Coffee turned into a lunch that I couldn’t (wouldn’t) do. I sat there and didn’t order lunch, telling my friends that I would get something later. I did but it’s fair to say that I was disappointed in myself that I couldn’t just do the random decision to eat out.

I shook it of though. Small steps right?
It was hard to ignore the tiredness and aching that was setting in by that point though. It was a struggle to breathe or think. It was an effort to stay on my feet. My chest hurt. I wanted to pack all this in there and then and say it didn’t matter. Nothing about Anorexia mattered and all that did was my health. That was all I wanted…I wanted to be well and feel physically capable of being a person in their mid-twenties. If I could have just held on to that thought…but it slipped out my grasp once again whenever it got too close to put it to the test.
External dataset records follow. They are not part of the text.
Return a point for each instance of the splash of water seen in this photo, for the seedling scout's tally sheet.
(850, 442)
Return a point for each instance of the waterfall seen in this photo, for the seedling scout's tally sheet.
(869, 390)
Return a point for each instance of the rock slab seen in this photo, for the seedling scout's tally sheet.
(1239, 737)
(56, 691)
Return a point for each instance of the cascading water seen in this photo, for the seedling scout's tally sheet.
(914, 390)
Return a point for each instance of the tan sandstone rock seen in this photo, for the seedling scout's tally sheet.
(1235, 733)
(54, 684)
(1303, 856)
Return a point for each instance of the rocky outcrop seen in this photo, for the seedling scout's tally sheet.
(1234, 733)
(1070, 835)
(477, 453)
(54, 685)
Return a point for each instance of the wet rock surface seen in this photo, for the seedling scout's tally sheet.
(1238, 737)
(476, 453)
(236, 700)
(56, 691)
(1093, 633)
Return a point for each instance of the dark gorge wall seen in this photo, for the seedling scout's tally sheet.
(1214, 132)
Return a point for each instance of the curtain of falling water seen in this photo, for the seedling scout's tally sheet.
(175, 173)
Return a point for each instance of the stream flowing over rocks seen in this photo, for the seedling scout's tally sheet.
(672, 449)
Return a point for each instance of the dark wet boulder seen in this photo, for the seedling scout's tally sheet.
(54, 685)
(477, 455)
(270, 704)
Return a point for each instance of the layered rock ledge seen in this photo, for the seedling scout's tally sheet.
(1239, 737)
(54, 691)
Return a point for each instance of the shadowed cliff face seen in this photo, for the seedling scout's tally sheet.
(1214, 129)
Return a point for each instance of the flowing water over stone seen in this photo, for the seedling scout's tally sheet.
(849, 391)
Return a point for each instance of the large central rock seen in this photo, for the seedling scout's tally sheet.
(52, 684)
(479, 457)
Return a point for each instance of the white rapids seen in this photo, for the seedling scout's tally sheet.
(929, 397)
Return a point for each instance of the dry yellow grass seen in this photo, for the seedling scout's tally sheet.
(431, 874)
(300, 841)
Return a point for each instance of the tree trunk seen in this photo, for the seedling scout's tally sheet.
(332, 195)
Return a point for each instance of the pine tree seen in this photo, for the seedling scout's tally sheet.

Still, it was ok. I could do better at dinner I thought.
I went home to my new flat thinking that I could at least finally organise the chaos that has been all around me for the last few weeks…but no. The carpet guy seems to be stuck in Germany so will not be able to come till Wednesday! Suddenly I was just really tired and that’s when the tears started. I’m not a crier but it felt like something just snapped inside of me. Every thing that was wrong came out in that moment. The flat, the upheaval of my life, the eating disorder, recovery, the lack of recovery, the continuous effort that it takes to get up each morning and take another step into a world that I an constantly doubting.

It just bloody hurt.

So I came back to my parents. Back to a place that’s getting harder to live in and be in. My family is a mess at the moment and sometimes it feels like we are splitting into people that no longer make up this unit anymore.

I’m not sure how we move forward. I’m not sure how I do either. I just know that I have to. I don’t have it in me to carry on fighting this anymore. I came so close to just running my car off the road tonight and it scared me. I am scaring me.

I hope your day has been good to you.